Modi at the UN: Asserting India’s global role
The earth did not quite shake as Prime Minister Narendra Modi addressed the 69th United Nations General Assembly, but the PM did make his presence felt as the representative of a sixth of humanity, seeking to set the agenda for the multilateral organisation and proposing a global, comprehensive convention to tackle terror.
Modi dealt with Pakistan with welcome restraint, refusing to be drawn into a verbal duel over Kashmir to which Pak prime minister Nawaz Sharif’s speech at the UN had constituted an invitation. Modi reiterated India’s stand that Kashmir is a bilateral matter and that discussions cannot take place with a terror gun held to India’s head. By stressing the need to focus on the recent calamitous floods in Kashmir, Modi sought to present a contrast between Pakistan’s political preoccupation with Kashmir and India’s concern for the welfare of the people of the state.
As speeches go, this is fine, but actual concern has to be demonstrated by action on the ground, not by sweeping rhetoric. After a flood of waters, Kashmir now needs not a flood of words but systematic relief and rehabilitation. Restoring the traditional storm water channels that had allowed water to drain away, contingency plans to deploy heavy pumps to pump out water from low-lying areas where posh colonies have come up, and other such things have low rhetorical yield but address the real concerns of the flood-affected.
That Modi spoke in Hindi is perfectly in order. Hindi is spoken by larger numbers than are three of the UN’s six official languages, French, Arabic and Russian. So, actually, are several other Indian languages. Indian languages do deserve more official representation in international fora. But the kind of Hindi Modi spoke certainly was not in order.
When Modi speaks ex tempore, he speaks the language that the common people of north India understand, the Hindustani of Hindi films. That is one of the sources of his popularity. But his speech at UN was in the artificial mould of Sangh ideologues, obscure Sanskrit words skewering and displacing common words that have their roots in Urdu/Persian. The Sangh has for long tried to create a communal divide in language as well, trying to excise all traces of Persian from Hindustani and replace them with words borrowed from Sanskrit. Sanghis choose to ignore the common roots of both Sanskrit and Persian in the Indo-Aryan family of lanugages, in their constant, pervasive effort to portray the Muslim as the other.

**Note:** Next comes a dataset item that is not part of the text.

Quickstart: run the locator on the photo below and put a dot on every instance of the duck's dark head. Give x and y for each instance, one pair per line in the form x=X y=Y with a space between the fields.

Modi breezed through universal disarmament and non-proliferation. Terror was used to make the point that India can also take global initiatives, by way of seeking an international convention on it. But Modi chose to gloss over the emergence of the Islamic State, as if preparing the ground not to play any activist role in the emerging international alliance against it.
References to democracy, India’s tradition of multilateralism, and claim to universalism founded on ancient philosophy served to both be politically correct and clamber on to the moral high ground. The call to complete action on revamping the Security Council by the 70th General Assembly next year, for maritime, outer space and cyber space security and to continue with equal but differentiated responsibilities of developed and developing countries towards the environment sought to communicate India’s assertion of its rightful place in the comity of nations and the comprehensive sweep of its concerns.

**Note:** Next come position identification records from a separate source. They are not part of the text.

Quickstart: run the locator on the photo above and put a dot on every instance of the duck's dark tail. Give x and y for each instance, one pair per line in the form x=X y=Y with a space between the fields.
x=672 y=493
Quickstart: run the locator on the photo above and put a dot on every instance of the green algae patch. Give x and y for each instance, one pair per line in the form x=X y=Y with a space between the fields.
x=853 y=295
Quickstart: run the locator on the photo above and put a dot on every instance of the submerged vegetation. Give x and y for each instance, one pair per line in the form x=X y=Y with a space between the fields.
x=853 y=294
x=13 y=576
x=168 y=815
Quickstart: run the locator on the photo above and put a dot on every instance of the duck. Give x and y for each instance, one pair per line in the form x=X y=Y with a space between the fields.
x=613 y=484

Modi was conscious that he was addressing a huge domestic audience and kept his pitch on development high. That he called for every nation to do its bit to achieve development, in contrast to his willingness to let a comprehensive multilateral convention take on the work on terror, showed his seriousness on the subject.
Two thing struck an odd note in Modi’s speech. The first was his reference to Yoga. Modi offered Yoga as India’s contribution to combating climate change. Of course, he did not mean to suggest that if all seven billion humans stood on their head before breakfast every day, global warming would reverse itself. He wished to assert the balance between mind and body that Yoga seeks to secure, and, thereby, emphasise the restraint sustainability calls for on the desire to constantly expand consumption. This makes sense.

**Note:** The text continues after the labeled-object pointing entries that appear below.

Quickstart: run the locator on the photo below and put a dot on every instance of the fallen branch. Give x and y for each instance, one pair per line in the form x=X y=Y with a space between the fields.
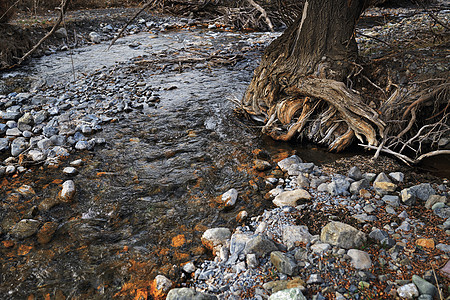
x=62 y=10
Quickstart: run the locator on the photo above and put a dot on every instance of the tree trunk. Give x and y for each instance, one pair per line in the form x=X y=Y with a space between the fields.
x=303 y=84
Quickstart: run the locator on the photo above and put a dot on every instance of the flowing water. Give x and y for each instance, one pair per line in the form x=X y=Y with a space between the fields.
x=144 y=199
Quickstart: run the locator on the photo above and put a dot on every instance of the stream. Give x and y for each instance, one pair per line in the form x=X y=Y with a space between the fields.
x=173 y=146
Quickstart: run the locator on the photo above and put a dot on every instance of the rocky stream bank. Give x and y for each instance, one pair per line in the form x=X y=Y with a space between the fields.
x=331 y=236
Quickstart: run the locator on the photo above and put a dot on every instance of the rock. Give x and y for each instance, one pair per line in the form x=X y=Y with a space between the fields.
x=262 y=165
x=314 y=278
x=37 y=155
x=342 y=235
x=302 y=181
x=252 y=260
x=288 y=294
x=397 y=176
x=320 y=248
x=290 y=198
x=160 y=287
x=94 y=37
x=188 y=294
x=443 y=247
x=61 y=33
x=189 y=268
x=4 y=145
x=355 y=173
x=67 y=192
x=45 y=234
x=287 y=162
x=408 y=291
x=382 y=177
x=424 y=286
x=339 y=186
x=70 y=171
x=48 y=203
x=426 y=243
x=260 y=245
x=19 y=145
x=378 y=234
x=294 y=236
x=393 y=201
x=242 y=216
x=360 y=259
x=283 y=263
x=229 y=198
x=214 y=238
x=433 y=199
x=357 y=186
x=25 y=228
x=382 y=188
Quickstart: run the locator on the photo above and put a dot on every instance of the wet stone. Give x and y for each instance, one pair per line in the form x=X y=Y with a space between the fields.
x=25 y=228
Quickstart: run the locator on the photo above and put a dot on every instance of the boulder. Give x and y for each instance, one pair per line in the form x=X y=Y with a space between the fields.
x=360 y=259
x=290 y=198
x=342 y=235
x=283 y=263
x=287 y=162
x=293 y=236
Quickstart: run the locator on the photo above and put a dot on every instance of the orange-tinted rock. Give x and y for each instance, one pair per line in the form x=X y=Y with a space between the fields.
x=46 y=233
x=160 y=287
x=426 y=243
x=178 y=241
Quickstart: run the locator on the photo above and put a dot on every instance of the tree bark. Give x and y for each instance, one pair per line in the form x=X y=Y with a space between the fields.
x=301 y=85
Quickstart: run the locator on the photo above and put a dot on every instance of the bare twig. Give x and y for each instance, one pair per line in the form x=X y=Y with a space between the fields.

What does not make sense is his party propping up, in the name of Yoga, false apostles who barely know the difference between contorted bodily postures and control of the mind via control of the body that Yoga pursues.
The second oddity in Modi’s speech was a reference to new divisions in Europe. Does this mark a departure in New Delhi’s stand on Ukraine’s civil strife? India had ruffled American feathers by stating that Russia had legitimate concerns over developments in Ukraine and Crimea. Is there any plan to deviate from India’s eminently sensible pursuit of encouraging a multipolar distribution of power in the world, to prevent unipolar hegemony that would constrict the space a developing country like India would have? The government should elaborate its views on the subject to the domestic public.
On the whole, Modi made an impressive debut on the global stage, even if he did not outline any vision comparable to the rousing call for a world free of nuclear weapons that Rajiv Gandhi had made in his 1988 address to the UN, which continues to rally support 26 years later.